Is it any wonder why then the Edelman Trust Barometer shows a remarkable 25% decline in peer/friend trust in the 2010 survey? Not really, especially when everyone is “friending” everyone else, and Big ‘M” marketers blindly throw cash to generating “likes” and “tweets”, while social media snake oil consultants continually tout social media as the next god send for lead generation. What the Edelman Trust Barometer really indicates is that people are basically saying that the value of a “like” or ‘tweet” or number of “followers” you have is becoming worth less and less everyday as marketers spend gobs of money in blindly building a mass of “likes” and “fans” artificially.

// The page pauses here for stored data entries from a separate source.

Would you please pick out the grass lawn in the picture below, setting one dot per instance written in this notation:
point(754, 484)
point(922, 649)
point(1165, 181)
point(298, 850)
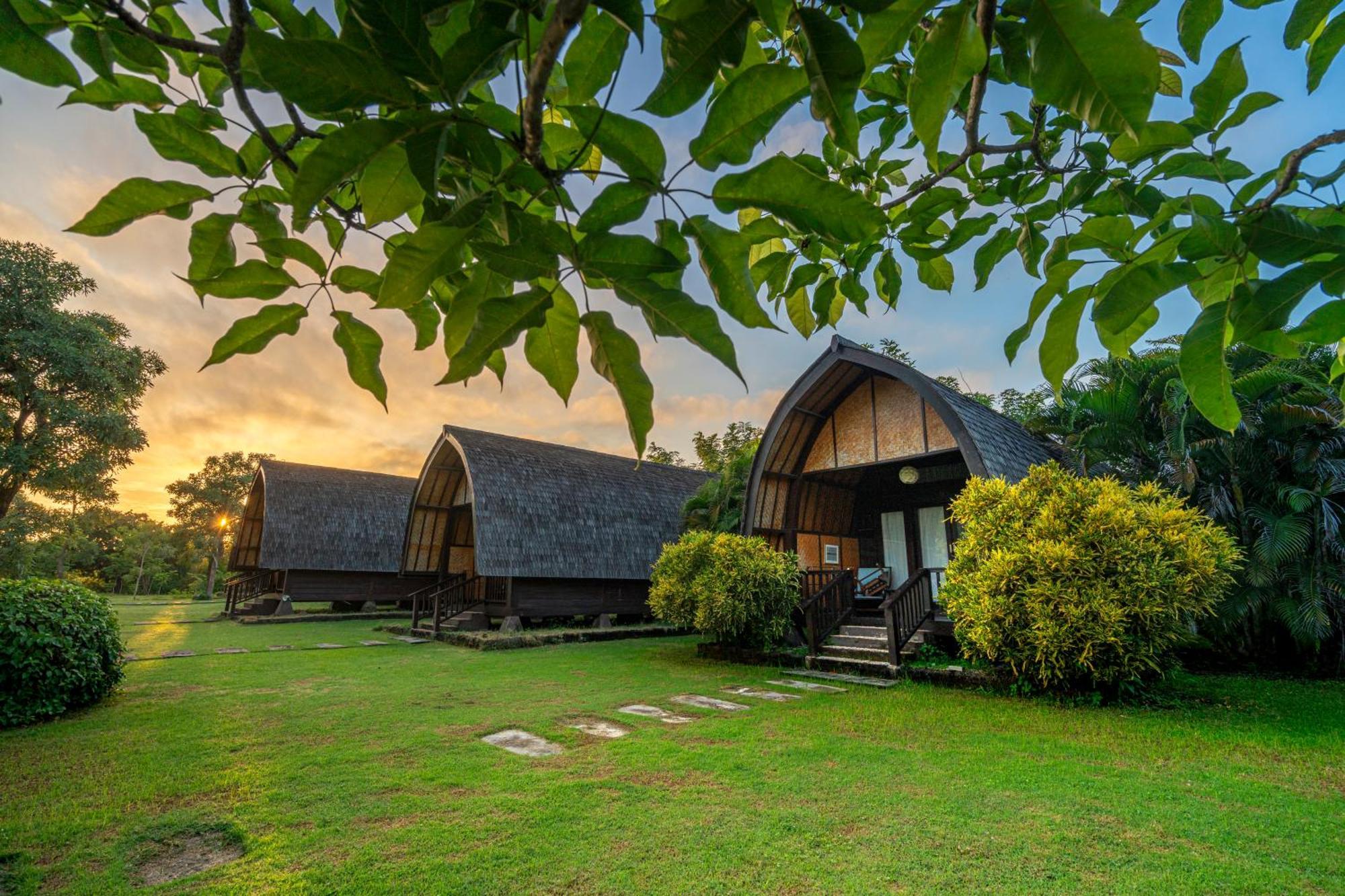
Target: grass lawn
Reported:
point(362, 771)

I also had to laugh when I heard that after the much ballyhooed announcement of Pepsi leaving traditional media by spurning the Super Bowl 09 in lieu of social media, recently announced their return to the Super Bowl with the purchase of 4 slots for their Pepsi Max brand. So I guess all them “Likes” and “Tweets” didn’t pay off for you huh? Here’s another classic “Big M” marketer quote “PepsiCo is "doubling down," says Rudy Wilson, marketing chief at Frito-Lay”. You bet you’re doubling down Rudy, because social media, as a one off tactic, or communication channel is not driving the revenue needle for you buddy. Welcome to real the world.
Here’s a basic tenant everybody needs to remember. Social media is worthless until someone is engaging with you by leaving a comment, question, or point of view that opens an opportunity for you to converse with them. Social media is not about the leads, sales, or monologue. It’s about dialogue. Social media shouldn’t be called out as some special type of marketing campaign; it should be part of everyday business, just as using the telephone is part of everyday business.
Social media is about you engaging with your ecosystem and building an opportunity for honest, and real conversation, debate, gripes, insight or innovation to be had. Don’t waste your money on building artificial “fans” and “likes”.
Pam Moore added a good point in the article where she adds that “ Tweets” and Facebook "likes" that Super Bowl marketers all are glomming onto today will seem archaic in just a few years” Amen to that. Nuff said.
According to recent research by eMarketer more companies will start blogging to support their marketing efforts with 43% of all US companies expected to have some form of blog in use for marketing by 2012.
What’s still amazing to me is the number of B2B companies that do not blog and those who start their foray into social media with Facebook or Twitter as their primary focus/goal.
I have always held that the "blog" is the best form of social media in which to start conversing with your audience, and sharing your ideas. A good company blog gives you immediate SEO and thought leadership awareness and if coordinated within your PR & Communications processes and agency partners you will see your business and vertical media coverage rise significantly.
The reason for this is that the model of journalism is basically that of independent blogs by former journalists and analysts. These folks are always looking or for ready-to-wear content, and if you provide them that content at the right time your message will usually be posted verbatim within the context of their article.
Want to enter social media? Start with a great blog. Nuff Said.